The challenge is, how can you streamline your hiring process without compromising its integrity?  If you use best practices such as Topgrading or our Sales Talent Acquisition Routine (STAR hiring system) you know how valuable it is to implement a rigorous selection process. Is your hiring process as efficient as it can be? 

We recommend taking a critical look at every step of your hiring process and looking for opportunities to streamline it. Review every single thing that you ask a candidate to do, from the candidate's point of view, and ask yourselves, "What value do I get from this step? Can I remove it without detracting from the rigor of our hiring process?" It's a balancing act. You don't want to take away from having a rigorous selection process, but you also want to restructure it to make it more candidate friendly.
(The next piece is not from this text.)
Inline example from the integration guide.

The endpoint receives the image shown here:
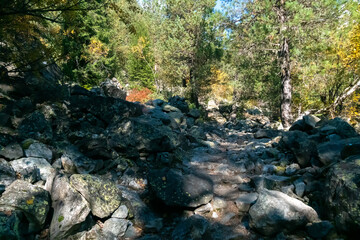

In our practice, we help our clients hire sales people all the time. For years, we would have candidates fill out an application, and then ask them some basic questions. After they took the application, we'd have them take an online sales assessment. After that, if they were recommended, we would schedule a series of interviews. We found this process was no longer getting us the candidates we needed, so something needed to change. We decide to eliminate the initial application because with their resume and assessment we would get all the information we needed.  We didn’t compromise our rigor, we just made it more streamlined and candidate-centric.  What steps can you review, modify or simply eliminate from your selection process to do the same?

Once you’ve streamlined your selection process the next step is to make sure you have your hiring team fully engaged.  When you have a quality candidate who's interested and engaged in the process, have everyone on the hiring team on high alert and ready to go.  Nothing on their calendar is more important than engaging the candidate in an interview.  Do your best to accommodate the candidate, not the other way around. After speaking with candidates, come to a consensus quickly, and decide what you want to do. Quality candidates are not going to wait around. I've seen too many companies lose great candidates because they can't get their hiring team to engage in a timely fashion. 

Eliminating steps in your selection process and keeping everyone on your hiring team focused and engaged will help you win the war on talent. The companies who are able to maintain a rigorous, candidate-centric process, are going to attract better talent and hire better people. The faster you can get someone onboard, the faster they can get through the learning curve and begin producing results for your company.